A better indicator of short-run improvements in health is the infant mortality rate. Data collected by the Central Intelligence Agency and aggregated onIndex Mundi show significant declines in Venezuela between 2003 and 2012 – but even faster declines in Brazil, Mexico and Peru.
The same database helps explain why Venezuela’s exchange of subsidized oil for Cuban health care may deliver important future benefits. Infant mortality in Cuba, slightly higher than that in the United States in 2003, has now fallen below the United States average.
Mr. Chávez’s track record in increasing school enrollments does stand out among comparable countries. A detailed World Bank database shows that between 2003 and 2011 Venezuela narrowed the gap in gross school enrollments (number of students enrolled compared with those eligible for enrollment) between it and Brazil, Mexico and Peru (the percentage of primary school enrollments held even).

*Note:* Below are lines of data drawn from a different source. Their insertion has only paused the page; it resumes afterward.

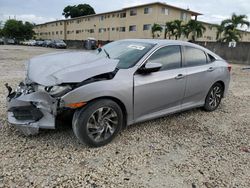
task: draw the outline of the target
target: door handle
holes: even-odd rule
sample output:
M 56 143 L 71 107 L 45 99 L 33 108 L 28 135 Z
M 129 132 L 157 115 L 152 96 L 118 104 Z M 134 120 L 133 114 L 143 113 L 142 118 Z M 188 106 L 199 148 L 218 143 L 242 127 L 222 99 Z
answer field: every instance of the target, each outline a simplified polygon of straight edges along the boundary
M 209 68 L 207 69 L 207 71 L 208 71 L 208 72 L 213 72 L 214 69 L 215 69 L 214 67 L 209 67 Z
M 175 79 L 176 80 L 180 80 L 180 79 L 182 79 L 182 78 L 184 78 L 185 77 L 185 75 L 183 75 L 183 74 L 178 74 L 176 77 L 175 77 Z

Even more striking are the effects of one particular hallmark of Chavismo: the expansion of free public higher education. Tertiary enrollments increased to about 80 percent in 2009 (the latest year for which data are available) from 40 percent in 2003, far higher levels than those of Brazil, Mexico or Peru.
We will never know what path Venezuela would have followed if Mr. Chávez had not repeatedly been elected president there. But we should recognize that much of the public spending he financed with oil revenues represents investment in the human capabilities of Venezuelans themselves.
They are the ones who will determine the ultimate meaning of Chavismo.